Estas personas pueden tener un trastorno antisocial en la vida real (son sádicos y narcisistas), lo que los convierte en una especie de psicópatas de Internet. Hay estudios académicos que relacionan las horas que estos individuos pasan en Internet con su falta de empatía con el mundo exterior y con las relaciones personales. Así, acaban tratando a los demás como objetos en lugar de iguales y cuando cierran la sesión no sienten ni entienden que acaban de hacerle daño a una persona. No tienen la capacidad de sentir.
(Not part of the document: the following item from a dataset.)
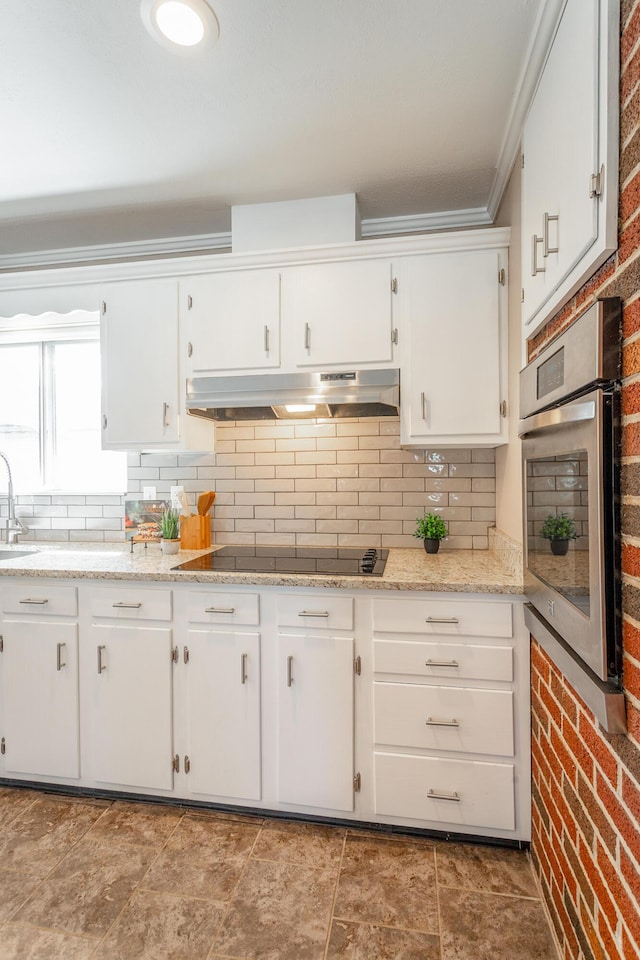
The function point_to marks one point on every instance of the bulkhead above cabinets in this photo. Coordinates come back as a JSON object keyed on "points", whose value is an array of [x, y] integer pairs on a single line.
{"points": [[433, 307]]}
Cuanto mayor es la devolución por parte de los otros usuarios, aun mayor es la actitud de este tipo de ciber nautas, es como su alimento. Si por el contrario pasaran desaparecidos, seguramente irían en busca de otra presa. Pero nunca abandonaría su conducta agresiva.

Para concluir dejo planteada una interrogante, ¿será que estamos todos tan presionados por una sociedad que quiere tirar abajo a la fuerza viejos pensamientos arraigados y se nos hace tan difícil hacerlo que recurrimos a las redes para saciar nuestra sed de verdaderos retrógrados?

Por si acaso tienen ganas de una buena batalla por las aguas de internet, hay que tener en cuenta que no somos tan anónimos y que las redes forman parte de nuestra cotidianidad, las integran, y simplemente paguemos las consecuencias.